He seems to be apologizing to my master for his carelessness.
“What happened next?” asks my master quite indifferently and without any sign of sympathetic response to his guest’s implied apology.
“Well, then he told the waiter to bring moat-bells for two. The waiter said,‘Do you mean meatballs, sir?’ but Waverhouse, assuming an ever more serious expression, corrected him with gravity. ‘No, not meatballs, moat-bells.’”
“Really? But is there any such dish as moat-bells?”
“Well I thought it sounded somewhat strange, but as Waverhouse was so calmly sure and is so great an authority on all things Occidental—remember it was then my firm belief that he was widely traveled—I too joined in and explained to the waiter,‘Moat-bells, my good man, moat-bells.’”
“What did the waiter do?”
“The waiter—it’s really rather funny now one comes to think back on it—looked thoughtful for a while and then said, ‘I’m terribly sorry sir, but today, unfortunately, we have no moat-bells. Though should you care for meatballs we could serve you, sir, immediately.’ Waverhouse thereupon looked extremely put out and said, ‘So we’ve come all this long way for nothing. Couldn’t you really manage moat-bells? Please do see what can be done,’ and he slipped a small tip to the waiter. The waiter said he would ask the cook again and went off into the kitchen.”
“He must have had his mind dead set on eating moat-bells.”
“After a brief interval the waiter returned to say that if moat-bells were ordered specially they could be provided, but that it would take a long time. Waverhouse was quite composed. He said, ‘It’s the New Year and we are in no kind of hurry. So let’s wait for it?’ He drew a cigar from the inside of his Western suit and lighted up in the most leisurely manner. I felt called upon to match his cool composure so, taking the Japan News from my kimono pocket, I started reading it. The waiter retired for further consultations.”
“What a business!” My master leans forward, showing quite as much enthusiasm as he does when reading war news in the dailies.
“The waiter re-emerged with apologies and the confession that, of late, the ingredients of moat-bells were in such short supply that one could not get them at Kameya’s nor even down at No. 15 in Yokohama.
He expressed regret, but it seemed certain that the material for moat-bells would not be back in stock for some considerable time.
Waverhouse then turned to me and repeated, over and over again,
‘What a pity, and we came especially for that dish.’ I felt that I had to say something, so I joined him in saying,‘Yes, it’s a terrible shame! Really, a great, great pity!’”
“Quite so,” agrees my master, though I myself don’t follow his reasoning.

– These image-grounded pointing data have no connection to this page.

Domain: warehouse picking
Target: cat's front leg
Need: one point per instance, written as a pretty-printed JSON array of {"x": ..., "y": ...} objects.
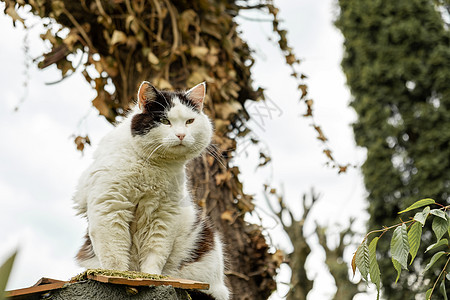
[{"x": 110, "y": 235}]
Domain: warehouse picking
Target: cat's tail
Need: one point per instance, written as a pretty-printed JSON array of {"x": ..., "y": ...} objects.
[{"x": 86, "y": 257}]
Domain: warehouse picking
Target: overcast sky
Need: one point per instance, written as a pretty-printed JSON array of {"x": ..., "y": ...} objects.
[{"x": 40, "y": 166}]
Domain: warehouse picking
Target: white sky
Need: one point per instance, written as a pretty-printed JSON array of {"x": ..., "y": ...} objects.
[{"x": 40, "y": 166}]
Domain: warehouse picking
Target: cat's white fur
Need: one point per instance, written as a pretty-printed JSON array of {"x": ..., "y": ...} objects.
[{"x": 140, "y": 213}]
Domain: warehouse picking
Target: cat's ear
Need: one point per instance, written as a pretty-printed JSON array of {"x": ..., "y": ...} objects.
[
  {"x": 146, "y": 93},
  {"x": 197, "y": 95}
]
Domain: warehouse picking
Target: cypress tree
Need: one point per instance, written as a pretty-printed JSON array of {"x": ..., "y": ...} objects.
[{"x": 397, "y": 64}]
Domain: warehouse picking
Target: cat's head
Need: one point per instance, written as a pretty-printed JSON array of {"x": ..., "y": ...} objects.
[{"x": 171, "y": 125}]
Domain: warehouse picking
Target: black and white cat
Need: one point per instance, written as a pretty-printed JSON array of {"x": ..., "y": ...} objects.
[{"x": 141, "y": 216}]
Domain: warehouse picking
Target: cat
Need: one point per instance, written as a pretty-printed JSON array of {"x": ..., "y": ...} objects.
[{"x": 134, "y": 195}]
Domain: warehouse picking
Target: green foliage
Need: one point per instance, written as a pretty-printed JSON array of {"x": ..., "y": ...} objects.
[
  {"x": 5, "y": 271},
  {"x": 404, "y": 244},
  {"x": 374, "y": 269},
  {"x": 414, "y": 234},
  {"x": 397, "y": 64}
]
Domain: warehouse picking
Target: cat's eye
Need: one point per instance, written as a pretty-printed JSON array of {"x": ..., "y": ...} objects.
[{"x": 165, "y": 121}]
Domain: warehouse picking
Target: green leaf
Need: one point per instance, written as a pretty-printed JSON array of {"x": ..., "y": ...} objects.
[
  {"x": 5, "y": 270},
  {"x": 442, "y": 289},
  {"x": 362, "y": 260},
  {"x": 414, "y": 235},
  {"x": 438, "y": 244},
  {"x": 418, "y": 204},
  {"x": 374, "y": 269},
  {"x": 434, "y": 259},
  {"x": 400, "y": 245},
  {"x": 439, "y": 213},
  {"x": 428, "y": 294},
  {"x": 398, "y": 267},
  {"x": 422, "y": 216},
  {"x": 439, "y": 227}
]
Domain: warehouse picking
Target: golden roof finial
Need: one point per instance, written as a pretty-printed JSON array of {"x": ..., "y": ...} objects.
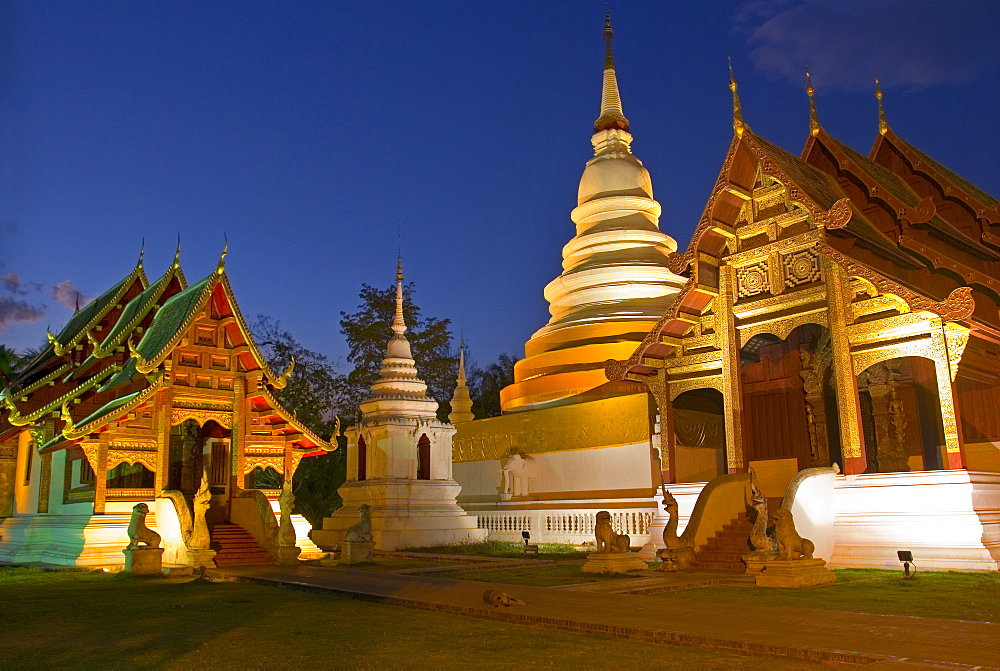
[
  {"x": 221, "y": 267},
  {"x": 813, "y": 117},
  {"x": 883, "y": 125},
  {"x": 738, "y": 124}
]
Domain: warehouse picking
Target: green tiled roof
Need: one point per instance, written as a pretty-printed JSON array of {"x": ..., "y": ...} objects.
[
  {"x": 815, "y": 182},
  {"x": 171, "y": 317}
]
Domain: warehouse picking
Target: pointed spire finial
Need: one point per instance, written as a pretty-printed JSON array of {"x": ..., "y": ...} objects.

“These observations must have made the waiter feel quite sorry, for he said,‘When, one of these days, we do have the necessary ingredients, we’d be happy if you would come, sir, and sample our fare.’ But when Waverhouse proceeded to ask him what ingredients the restaurant did use, the waiter just laughed and gave no answer. Waverhouse then pressingly enquired if the key-ingredient happened to be Tochian (who, as you know, is a haiku poet of the Nihon School); and d’you know, the waiter answered,‘Yes, it is, sir, and that is precisely why none is currently available even in Yokohama. I am indeed,’ he added, ‘most regretful, sir.’”
“Ha-ha-ha! So that’s the point of the story? How very funny!” and the master, quite unlike his usual self, roars with laughter. His knees shake so much that I nearly tumble off. Paying no regard to my predicament, the master laughs and laughs. He seems suddenly deeply pleased to realize that he is not alone in being gulled by Andrea del Sarto.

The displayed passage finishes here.